A little back story is necessary here.

I use an ancient laptop computer, held together with sheer will and powered by an intricately woven power cord that was manufactured during the dark ages of technology. I started having problems with the power cord about a year ago, and in true trucker fashion, I fixed it by clamping a crook in the cord with a hair barrette, and it’s worked fine since then.

I have an attachment to this computer, and I’ve endured countless crashes, near complete losses and death screens because I love it and I’m comfortable with it. I’m also superstitious about it, and believe I have probably worn off at least a half inch of finger skin into the keyboard, so now it’s at least a little bit human and definitely a part of me.

I’ve taken three new computers back to Best Buy, and when the barrette broke and my power cord stopped working, I was fairly certain finding another barrette and clamping it again was a much better idea then shopping for a fourth new computer that I would bitch incessantly about until I took it back and found a barrette for my power cord.

Here comes the “other journey” part.

Try finding a regular, non-blingy hair barrette in a truck stop. I would make the bold statement that it’s not possible, but I’ve learned anything is possible on the road, and some truck stops sell live turtles and alligator heads, so I’m sure there’s one with plain barrettes, but I didn’t find it.

My question is, do the merchandisers for truck stops have some crazy idea that every female on the road dresses like Dolly Parton? I mean, I love Dolly and all, but I don’t carry a purse that looks like a Swarovski crystal factory exploded on it, and I’ve never once considered wearing a pink baseball cap with enough bling to alert Mars to my presence at the Iron Skillet.

“Mars called. They’d like to know how the buffet looks at the Skillet today.”“Mars called. They’d like to know how the buffet looks at the Skillet today.”

Not many grown women wear barrettes encrusted with enough cut glass geegaws to start a fire in the direct sunlight, and not may of us crave the attention of a giant pink wallet with a mirrored cross on it big enough to scare vampires three counties away.

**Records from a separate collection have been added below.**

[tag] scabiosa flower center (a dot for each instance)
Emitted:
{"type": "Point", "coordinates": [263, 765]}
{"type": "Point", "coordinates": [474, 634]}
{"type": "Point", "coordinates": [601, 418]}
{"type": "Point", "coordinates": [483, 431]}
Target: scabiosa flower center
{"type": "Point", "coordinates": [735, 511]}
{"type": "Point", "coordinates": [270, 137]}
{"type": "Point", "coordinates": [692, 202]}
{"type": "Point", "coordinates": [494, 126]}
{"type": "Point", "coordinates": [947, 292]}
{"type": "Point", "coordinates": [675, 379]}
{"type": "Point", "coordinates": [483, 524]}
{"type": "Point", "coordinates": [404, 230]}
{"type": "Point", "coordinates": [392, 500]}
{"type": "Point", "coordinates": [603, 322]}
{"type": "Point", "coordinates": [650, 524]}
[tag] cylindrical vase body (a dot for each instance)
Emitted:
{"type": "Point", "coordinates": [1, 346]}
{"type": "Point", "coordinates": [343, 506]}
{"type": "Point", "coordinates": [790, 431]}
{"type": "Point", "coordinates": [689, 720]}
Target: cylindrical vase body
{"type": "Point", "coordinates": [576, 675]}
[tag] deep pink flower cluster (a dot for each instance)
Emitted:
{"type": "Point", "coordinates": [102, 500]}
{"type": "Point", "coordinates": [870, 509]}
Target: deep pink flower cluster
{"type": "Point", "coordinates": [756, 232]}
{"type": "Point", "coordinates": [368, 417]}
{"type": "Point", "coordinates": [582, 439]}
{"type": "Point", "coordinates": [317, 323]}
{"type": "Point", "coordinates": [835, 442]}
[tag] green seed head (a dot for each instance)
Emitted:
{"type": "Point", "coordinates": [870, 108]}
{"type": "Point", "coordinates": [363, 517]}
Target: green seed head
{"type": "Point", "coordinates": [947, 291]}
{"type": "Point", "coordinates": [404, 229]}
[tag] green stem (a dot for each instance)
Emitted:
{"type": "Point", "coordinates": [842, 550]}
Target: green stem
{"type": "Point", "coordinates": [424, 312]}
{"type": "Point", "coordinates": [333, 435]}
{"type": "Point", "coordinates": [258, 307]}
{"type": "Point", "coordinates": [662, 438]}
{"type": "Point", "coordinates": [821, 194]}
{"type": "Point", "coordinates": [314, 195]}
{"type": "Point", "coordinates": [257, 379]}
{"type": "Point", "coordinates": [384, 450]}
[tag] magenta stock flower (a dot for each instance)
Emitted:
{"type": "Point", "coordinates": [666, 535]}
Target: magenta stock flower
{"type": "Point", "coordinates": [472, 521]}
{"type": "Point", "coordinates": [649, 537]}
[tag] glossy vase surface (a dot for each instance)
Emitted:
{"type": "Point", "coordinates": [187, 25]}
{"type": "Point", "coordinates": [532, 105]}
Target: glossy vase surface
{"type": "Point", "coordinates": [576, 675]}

I get it that a lot of women, including myself, enjoy the sparkly factor, but for heaven’s sake, let’s temper it with some common sense, please. Merchandisers, if you’re listening, we’re grown women, and just because we spend a lot of time in trucks doesn’t mean we have no taste or fashion sense at all. A 2′ by 3′ card display of plain old Goody’s hair accessories would be much more useful in our lives than a giant sunflower scrunchie with a matching cigarette case. And please, for the love of God, stop selling the $5 sundresses – they are a tragedy of wardrobe malfunction waiting to happen.

Sometimes, finding regular things when you’re on the road is hard.